Want to live a long and healthy life? It might be time to try the Blue Zones Diet.
The Blue Zones Diet draws inspiration from five “zones” where people tend to consistently live beyond a 100 years, at rates as high as 10 times greater than in the US. Okinawa in Japan, Ikaria in Greece, Loma Linda in California, Nicoya in Costa Rica, and Sardinia in Italy. All the places are by the sea — which is why “blue.”
Cookbook author Dan Buettner conceptualized the Blue Zones diet. Along with a team of demographers, scientists and anthropologists, he researched the places in the world where people live beyond a hundred. They distilled nine common lifestyle features among these zones, referred to as the Power 9. Among these denominators are three that have to do with eating:
- Hara Hachi Bu: Eat only up to 80% full. People in the blue zones eat their last and smallest meal in the late afternoon or early evening.
- Plant Slant: Eat a pesticide-free organic and primarily plant-based diet comprising whole, unprocessed food. Beans, lentils, and legumes are the foundation of most centenarian diets. Although blue zoners do eat meat, it is in small quantities.
- Wine: People in all five blue zones drink alcohol moderately, about one or two drinks a day.
Of course, their habits don’t stop at food alone. People in the blue zones do not exercise in the conventional sense. Instead, they incorporate regular movement into their daily lives.

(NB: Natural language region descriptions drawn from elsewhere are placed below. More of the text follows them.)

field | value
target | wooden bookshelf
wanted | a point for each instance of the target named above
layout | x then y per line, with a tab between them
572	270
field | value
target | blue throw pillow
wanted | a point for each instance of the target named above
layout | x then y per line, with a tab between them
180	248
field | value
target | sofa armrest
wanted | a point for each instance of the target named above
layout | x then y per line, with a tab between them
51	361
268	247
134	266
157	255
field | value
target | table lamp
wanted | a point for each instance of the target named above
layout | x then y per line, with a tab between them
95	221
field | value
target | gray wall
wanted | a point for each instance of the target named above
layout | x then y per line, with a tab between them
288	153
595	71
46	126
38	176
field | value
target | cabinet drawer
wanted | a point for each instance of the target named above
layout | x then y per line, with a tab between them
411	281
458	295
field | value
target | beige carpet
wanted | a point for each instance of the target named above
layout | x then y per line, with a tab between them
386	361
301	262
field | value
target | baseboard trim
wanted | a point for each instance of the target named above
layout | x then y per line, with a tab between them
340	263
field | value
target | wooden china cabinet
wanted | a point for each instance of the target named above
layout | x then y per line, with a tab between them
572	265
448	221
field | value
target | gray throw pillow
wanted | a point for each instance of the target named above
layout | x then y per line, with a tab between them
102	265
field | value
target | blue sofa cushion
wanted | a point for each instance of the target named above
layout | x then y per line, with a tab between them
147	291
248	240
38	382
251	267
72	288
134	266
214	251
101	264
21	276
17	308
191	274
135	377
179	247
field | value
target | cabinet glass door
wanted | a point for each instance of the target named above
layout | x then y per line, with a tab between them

If you want to incorporate the Blue Zones diet into your lifestyle, here are some guidelines:
- Get most of your nutrients from seasonal fruits, seasonal vegetables, grains, seeds, and nuts. Aside from being highly nutritious, vegetarian diets are also linked to healthier mood states. Eat at least one cup of leafy greens, a quarter pound of fruits, two handfuls of nuts, and half a cup of cooked beans daily.
- Consume a minimal amount of cow’s milk products. Research shows that goat’s milk is healthier than cow’s, but you can meet your calcium requirements without the fat from nut milk or plant-based sources like kale or tofu. People in Sardinia consume goat and sheep milk products largely in fermented form as cheese or yogurt.
- The Blue Zones diet isn’t wholly plant-based. It includes a small portion of fish and free-range eggs. According to Buettner, people in all Blue Zones (except for Loma Linda) were eating small amounts of meat, about two ounces or less at a time, about five times per month. You can include meat (excluding beef and turkey) as a treat. Consume meat no more than twice a week or less, with smaller serving sizes. Get your meat free-range and grass-fed.
- Sugar is implicated in several diseases of the heart and liver. Consume no more than seven teaspoons of sugar a day — including and especially added sugar in packaged food. As a rule, do not consume products where sugar is in the first five ingredients and cut out soft drinks, processed fruit juices, flavored yogurts, cereals, cookies, cakes, candy, and most processed foods. If you find this difficult, swap sugar for honey.
- Eat whole foods, as in one that comprises a single ingredient, raw, cooked, ground, or fermented, and not highly processed. The Blue Zones official website states, “Throughout the world’s blue zones and their diets, people… don’t throw the yolk away to make an egg-white omelet or spin the fat out of their yogurt, or juice the fiber-rich pulp out of their fruits. They also don’t enrich or add extra ingredients to change the nutritional profile of their foods…And when they prepare dishes, those dishes typically contain a half dozen or so ingredients, simply blended together.”
The Blue Zones diet has more intricate guidelines, which you can find in any of Dan Buettner’s books. But remember that for any diet to positively affect your life, you need to make it sustainable and adaptable to your needs. The Blue Zones diet is not meant to be followed for a few months before one returns to the old way of eating. It is a lifestyle prescription that can positively change your mood, health, and vitality.